Fighters at the clinic described how the peshmerga first took the town of Mahmoudiya near the Syrian border on Monday, then moved down the highway to assault Rabia. The two sides had intense clashes overnight, with ISIS snipers shooting from inside houses and setting off roadside bombs.
Peshmerga fighters advanced on a five-story hospital in the city, only to be ambushed by some two dozen militants inside, the fighters said.
Hekmat said the Kurdish fighters intended to push further south toward the town of Sinjar, which the extremists took last month, prompting the flight of members of the small Yazidi religious sect.
In Britain's first airstrikes of the campaign, two Tornado jets hit a heavy weapons post and an armored vehicle being used by the militants to attack Kurdish forces in northwest Iraq, British Defense Secretary Michael Fallon said in London.
In Washington, Pentagon spokesman Navy Rear Adm. John Kirby said the U.S. and its coalition partners conducted 20 strikes in Iraq and Syria against fixed and mobile targets. So far, about 306 air attacks have been conducted - more than 230 in Iraq and the rest in Syria, he said.

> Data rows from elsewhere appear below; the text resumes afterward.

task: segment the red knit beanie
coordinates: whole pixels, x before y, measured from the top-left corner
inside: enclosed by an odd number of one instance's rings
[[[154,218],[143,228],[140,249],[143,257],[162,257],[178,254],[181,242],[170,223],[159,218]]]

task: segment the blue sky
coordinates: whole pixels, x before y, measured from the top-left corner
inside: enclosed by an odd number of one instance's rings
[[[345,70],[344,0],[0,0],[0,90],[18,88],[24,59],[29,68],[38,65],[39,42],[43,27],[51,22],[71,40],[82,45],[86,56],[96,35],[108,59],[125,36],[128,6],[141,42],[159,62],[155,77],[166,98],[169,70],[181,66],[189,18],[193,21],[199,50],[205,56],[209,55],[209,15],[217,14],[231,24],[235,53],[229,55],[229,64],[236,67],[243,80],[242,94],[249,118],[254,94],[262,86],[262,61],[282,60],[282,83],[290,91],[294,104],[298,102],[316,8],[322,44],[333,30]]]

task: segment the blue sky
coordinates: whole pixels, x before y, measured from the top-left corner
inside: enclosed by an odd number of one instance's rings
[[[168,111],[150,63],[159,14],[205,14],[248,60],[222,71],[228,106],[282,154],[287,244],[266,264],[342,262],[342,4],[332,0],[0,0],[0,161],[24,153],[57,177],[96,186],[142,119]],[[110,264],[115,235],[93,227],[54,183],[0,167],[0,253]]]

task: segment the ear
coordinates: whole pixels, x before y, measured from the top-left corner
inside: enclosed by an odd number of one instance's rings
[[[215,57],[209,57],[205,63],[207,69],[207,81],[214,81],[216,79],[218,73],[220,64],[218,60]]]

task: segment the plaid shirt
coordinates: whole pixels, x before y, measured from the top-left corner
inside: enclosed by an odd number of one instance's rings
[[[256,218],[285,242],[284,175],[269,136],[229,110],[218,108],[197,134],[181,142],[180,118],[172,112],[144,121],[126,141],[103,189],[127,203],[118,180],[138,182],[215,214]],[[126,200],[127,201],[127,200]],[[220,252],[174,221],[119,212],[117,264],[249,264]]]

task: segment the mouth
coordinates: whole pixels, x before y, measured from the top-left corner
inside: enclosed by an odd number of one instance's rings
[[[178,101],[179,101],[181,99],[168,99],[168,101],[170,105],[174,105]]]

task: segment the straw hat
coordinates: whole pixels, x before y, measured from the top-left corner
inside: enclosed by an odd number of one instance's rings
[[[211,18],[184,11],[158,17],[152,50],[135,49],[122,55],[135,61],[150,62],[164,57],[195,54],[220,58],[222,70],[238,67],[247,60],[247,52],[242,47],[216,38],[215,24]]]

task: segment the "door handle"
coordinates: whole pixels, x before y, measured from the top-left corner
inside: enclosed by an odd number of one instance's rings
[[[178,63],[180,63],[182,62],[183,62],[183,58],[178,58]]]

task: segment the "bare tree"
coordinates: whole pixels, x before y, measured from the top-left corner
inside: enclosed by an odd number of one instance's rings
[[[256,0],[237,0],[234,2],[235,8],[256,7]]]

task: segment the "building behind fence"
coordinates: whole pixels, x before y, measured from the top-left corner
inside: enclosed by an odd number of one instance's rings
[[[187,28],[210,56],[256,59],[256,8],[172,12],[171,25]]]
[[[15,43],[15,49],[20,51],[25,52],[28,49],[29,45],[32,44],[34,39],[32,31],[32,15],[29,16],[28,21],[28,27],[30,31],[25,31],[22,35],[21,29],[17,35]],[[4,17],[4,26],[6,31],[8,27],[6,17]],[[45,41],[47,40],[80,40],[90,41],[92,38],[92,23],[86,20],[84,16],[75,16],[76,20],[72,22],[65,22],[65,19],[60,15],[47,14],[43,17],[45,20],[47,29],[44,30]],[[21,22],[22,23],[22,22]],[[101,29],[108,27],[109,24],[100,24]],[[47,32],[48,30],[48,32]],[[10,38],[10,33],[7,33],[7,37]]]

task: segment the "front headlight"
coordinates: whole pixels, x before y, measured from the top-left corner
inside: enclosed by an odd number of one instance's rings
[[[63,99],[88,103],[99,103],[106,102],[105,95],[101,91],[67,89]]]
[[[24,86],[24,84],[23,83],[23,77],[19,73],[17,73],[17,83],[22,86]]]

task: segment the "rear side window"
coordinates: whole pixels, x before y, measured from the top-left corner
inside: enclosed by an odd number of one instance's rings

He said the strikes were having an effect because the extremists have changed their tactics - blending in more with the local population, dispersing and refraining from communicating as openly as they once did.
But, he said, that "doesn't mean they aren't still trying, and in some cases succeeding, at taking and holding ground."
"No one should be lulled into a false sense of security by accurate airstrikes," he said. "We will not, we cannot bomb them into obscurity."